A history of diabetes is associated with an adverse outcome among patients admitted to hospital alive after an out-of-hospital cardiac arrest

Resuscitation. 2005 Sep;66(3):303-7. doi: 10.1016/j.resuscitation.2005.03.012.

Abstract

Background: Factors of importance for the outcome among patients who are admitted to hospital alive after an out-of-hospital cardiac arrest are not well described in the literature. The importance of a history of diabetes for the outcome among these patients has not been reported in detail previously. This survey aims to describe the outcome among patients who were admitted to hospital after an out-of-hospital cardiac arrest in relation to whether they had a history of diabetes.

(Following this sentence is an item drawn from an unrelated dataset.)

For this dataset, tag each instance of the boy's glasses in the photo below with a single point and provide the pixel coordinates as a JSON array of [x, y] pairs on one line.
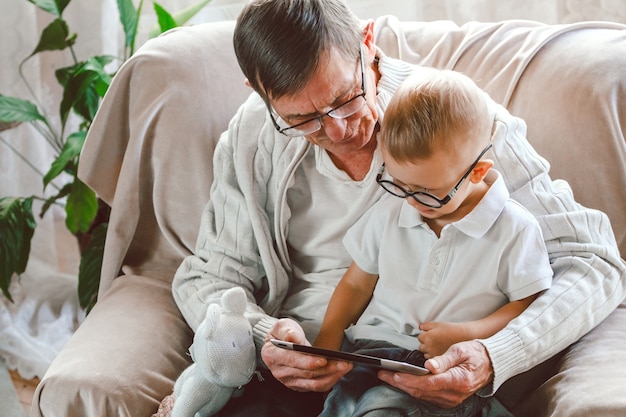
[[314, 124], [423, 197]]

Methods: All patients who were admitted to hospital alive after an out-of-hospital cardiac arrest in the two city hospitals in the Municipality of Göteborg between 1980 and 2002 were included in the survey.

Results: In all, 1377 patients fulfilled the inclusion criteria and 187 (14%) of them had a history of diabetes. Patients with diabetes differed from those without diabetes by having a previous history of myocardial infarction, angina pectoris, hypertension and heart failure more frequently. Furthermore, they were older, with a mean age of 70 years versus 66 years for patients without diabetes. Among patients with diabetes, 25% were discharged alive, as compared with 37% of patients without diabetes (p=0.002). When adjusting for differences at baseline, the adjusted odds ratio for diabetic patients being discharged alive (versus no diabetes) was 0.57 (95% confidence interval, 0.39-0.80).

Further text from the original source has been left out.